Citigroup lifts AI market view
- Citigroup raised its 2030 global artificial intelligence market forecast above $4.2 trillion on April 28, citing faster enterprise uptake in coding and automation. - Citi said about $1.9 trillion of that 2030 total would come from enterprise AI, up from its prior roughly $1.2 trillion estimate. - The revision points to stronger business demand after months of rising AI revenue signals. (reuters.com)

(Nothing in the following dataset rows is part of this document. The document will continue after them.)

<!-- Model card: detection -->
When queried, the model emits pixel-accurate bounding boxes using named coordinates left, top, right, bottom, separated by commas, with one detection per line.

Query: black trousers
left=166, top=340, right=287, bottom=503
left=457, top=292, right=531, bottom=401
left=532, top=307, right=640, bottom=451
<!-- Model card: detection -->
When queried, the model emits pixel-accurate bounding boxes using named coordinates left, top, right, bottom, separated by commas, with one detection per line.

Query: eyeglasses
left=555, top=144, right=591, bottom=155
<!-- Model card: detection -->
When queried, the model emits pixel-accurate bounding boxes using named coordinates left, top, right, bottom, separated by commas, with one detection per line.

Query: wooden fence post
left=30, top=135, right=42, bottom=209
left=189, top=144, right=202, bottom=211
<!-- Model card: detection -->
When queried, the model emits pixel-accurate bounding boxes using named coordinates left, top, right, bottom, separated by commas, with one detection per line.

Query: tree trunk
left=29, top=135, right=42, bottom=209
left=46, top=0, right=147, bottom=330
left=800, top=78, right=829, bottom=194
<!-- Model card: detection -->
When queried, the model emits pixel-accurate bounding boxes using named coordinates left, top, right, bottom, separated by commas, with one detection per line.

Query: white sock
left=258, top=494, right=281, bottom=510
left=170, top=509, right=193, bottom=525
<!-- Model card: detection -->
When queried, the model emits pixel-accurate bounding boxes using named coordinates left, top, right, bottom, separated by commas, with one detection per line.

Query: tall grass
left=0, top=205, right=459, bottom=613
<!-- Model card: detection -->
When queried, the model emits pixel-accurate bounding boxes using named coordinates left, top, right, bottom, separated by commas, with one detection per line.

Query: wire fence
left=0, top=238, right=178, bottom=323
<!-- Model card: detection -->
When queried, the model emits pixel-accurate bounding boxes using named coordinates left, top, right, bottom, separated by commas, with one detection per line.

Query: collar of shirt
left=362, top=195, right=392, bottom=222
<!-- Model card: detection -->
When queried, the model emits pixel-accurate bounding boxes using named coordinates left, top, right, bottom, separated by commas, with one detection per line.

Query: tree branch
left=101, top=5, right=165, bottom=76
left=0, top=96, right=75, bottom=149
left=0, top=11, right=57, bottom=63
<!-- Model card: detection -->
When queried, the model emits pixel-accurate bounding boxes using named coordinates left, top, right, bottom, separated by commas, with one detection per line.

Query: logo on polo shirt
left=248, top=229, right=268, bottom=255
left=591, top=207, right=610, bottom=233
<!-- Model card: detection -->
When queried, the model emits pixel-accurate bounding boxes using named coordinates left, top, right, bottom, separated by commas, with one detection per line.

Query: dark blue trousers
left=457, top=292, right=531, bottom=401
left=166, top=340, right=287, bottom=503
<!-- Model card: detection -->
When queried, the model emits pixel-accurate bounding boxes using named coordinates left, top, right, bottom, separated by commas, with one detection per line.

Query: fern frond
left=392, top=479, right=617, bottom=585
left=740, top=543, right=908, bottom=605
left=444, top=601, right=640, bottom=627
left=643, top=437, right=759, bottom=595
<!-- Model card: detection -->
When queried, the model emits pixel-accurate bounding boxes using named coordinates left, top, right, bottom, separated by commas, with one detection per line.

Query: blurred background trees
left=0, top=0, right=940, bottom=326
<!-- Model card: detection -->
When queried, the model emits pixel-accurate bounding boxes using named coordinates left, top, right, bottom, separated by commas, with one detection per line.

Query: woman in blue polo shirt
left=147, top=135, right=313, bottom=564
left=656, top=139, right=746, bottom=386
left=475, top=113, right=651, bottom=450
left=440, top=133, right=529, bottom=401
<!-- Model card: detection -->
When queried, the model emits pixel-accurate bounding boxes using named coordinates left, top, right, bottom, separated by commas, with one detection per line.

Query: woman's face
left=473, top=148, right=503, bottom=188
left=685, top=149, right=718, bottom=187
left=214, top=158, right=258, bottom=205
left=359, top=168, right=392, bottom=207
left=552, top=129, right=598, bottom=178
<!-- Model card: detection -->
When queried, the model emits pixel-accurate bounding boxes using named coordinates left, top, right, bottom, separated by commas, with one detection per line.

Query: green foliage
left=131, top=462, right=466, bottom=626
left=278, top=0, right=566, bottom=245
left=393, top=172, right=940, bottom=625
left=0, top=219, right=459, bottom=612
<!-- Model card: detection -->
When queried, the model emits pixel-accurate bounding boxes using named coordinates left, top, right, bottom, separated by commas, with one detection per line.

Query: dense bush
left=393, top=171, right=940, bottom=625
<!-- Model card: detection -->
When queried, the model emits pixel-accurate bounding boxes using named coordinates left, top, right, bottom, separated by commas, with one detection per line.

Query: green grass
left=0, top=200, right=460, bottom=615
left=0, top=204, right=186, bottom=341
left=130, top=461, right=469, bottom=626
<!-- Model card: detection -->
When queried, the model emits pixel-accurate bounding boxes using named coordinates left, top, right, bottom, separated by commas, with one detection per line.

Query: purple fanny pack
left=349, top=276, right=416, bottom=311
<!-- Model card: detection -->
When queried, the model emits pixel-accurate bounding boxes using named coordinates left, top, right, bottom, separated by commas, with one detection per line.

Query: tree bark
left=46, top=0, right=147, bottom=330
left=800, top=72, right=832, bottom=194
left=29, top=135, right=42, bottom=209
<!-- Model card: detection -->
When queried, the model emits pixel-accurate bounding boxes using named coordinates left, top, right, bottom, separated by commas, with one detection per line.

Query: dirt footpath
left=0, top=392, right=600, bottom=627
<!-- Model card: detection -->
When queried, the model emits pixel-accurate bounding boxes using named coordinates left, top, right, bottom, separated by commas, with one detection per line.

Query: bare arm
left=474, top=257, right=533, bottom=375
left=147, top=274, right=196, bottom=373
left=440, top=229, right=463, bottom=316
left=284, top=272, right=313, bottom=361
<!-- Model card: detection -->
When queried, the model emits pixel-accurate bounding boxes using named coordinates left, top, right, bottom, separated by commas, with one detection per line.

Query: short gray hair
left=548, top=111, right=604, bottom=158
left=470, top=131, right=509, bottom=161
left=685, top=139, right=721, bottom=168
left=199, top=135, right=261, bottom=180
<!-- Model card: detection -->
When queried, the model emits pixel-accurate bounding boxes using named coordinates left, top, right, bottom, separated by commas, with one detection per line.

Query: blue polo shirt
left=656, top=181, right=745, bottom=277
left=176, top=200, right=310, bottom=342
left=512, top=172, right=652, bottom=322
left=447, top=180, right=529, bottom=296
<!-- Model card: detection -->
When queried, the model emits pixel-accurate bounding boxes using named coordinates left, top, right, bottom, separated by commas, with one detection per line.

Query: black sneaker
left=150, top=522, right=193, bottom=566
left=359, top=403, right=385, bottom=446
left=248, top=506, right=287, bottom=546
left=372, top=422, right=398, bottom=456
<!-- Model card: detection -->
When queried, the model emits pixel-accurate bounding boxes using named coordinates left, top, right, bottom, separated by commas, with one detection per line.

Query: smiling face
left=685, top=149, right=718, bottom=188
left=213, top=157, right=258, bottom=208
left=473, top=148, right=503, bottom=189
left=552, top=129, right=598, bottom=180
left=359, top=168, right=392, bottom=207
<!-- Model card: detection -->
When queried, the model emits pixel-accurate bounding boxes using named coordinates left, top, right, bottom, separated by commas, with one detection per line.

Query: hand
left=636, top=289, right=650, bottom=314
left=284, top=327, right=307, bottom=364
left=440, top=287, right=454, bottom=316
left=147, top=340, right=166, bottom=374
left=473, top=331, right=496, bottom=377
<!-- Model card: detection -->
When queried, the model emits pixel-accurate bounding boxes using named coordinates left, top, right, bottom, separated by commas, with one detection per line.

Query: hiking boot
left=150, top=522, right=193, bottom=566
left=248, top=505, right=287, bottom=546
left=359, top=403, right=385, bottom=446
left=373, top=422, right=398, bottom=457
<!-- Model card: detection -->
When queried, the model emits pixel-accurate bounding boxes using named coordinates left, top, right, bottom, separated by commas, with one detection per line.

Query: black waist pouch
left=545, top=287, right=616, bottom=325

Citigroup raised its 2030 global artificial intelligence market forecast to more than $4.2 trillion, saying businesses are adopting AI tools faster than it expected. (reuters.com) In an April 27 note, Citi said roughly $1.9 trillion of that 2030 total would come from enterprise AI. Its earlier forecast was more than $3.5 trillion overall, with nearly $1.2 trillion tied to enterprise use. (reuters.com) The bank tied the revision to faster adoption of AI for coding and automation. It pointed to Anthropic as one company showing strong revenue growth from business customers. (reuters.com) Enterprise AI is the part of the market where companies buy software to write code, summarize documents, answer internal questions, or automate routine tasks. Citi’s new numbers suggest those purchases are moving from pilot projects into larger budgets. (reuters.com) That call lands as companies are debating whether to rely on one giant general model or a set of smaller systems trained for specific jobs. Gartner said domain-specific language models can improve relevance, accuracy, compliance, and cost for specialized business tasks. (gartner.com) A domain-specific model is closer to a specialist than a general practitioner: it is trained or tuned on a narrower body of data, such as legal contracts, medical records, or software code. That narrower focus can make it easier to deploy inside regulated industries with tighter controls on data and output. (gartner.com) Citi’s forecast does not settle that architecture debate, but it does put a larger dollar figure on the demand behind it. More companies are now spending on AI tools that fit directly into existing workflows instead of treating chatbots as stand-alone experiments. (reuters.com) (gartner.com) The new forecast shifts the argument from whether enterprises will buy AI to how that spending will be split across models, software, and infrastructure. Citi’s answer, for now, is that the business market is getting bigger faster. (reuters.com)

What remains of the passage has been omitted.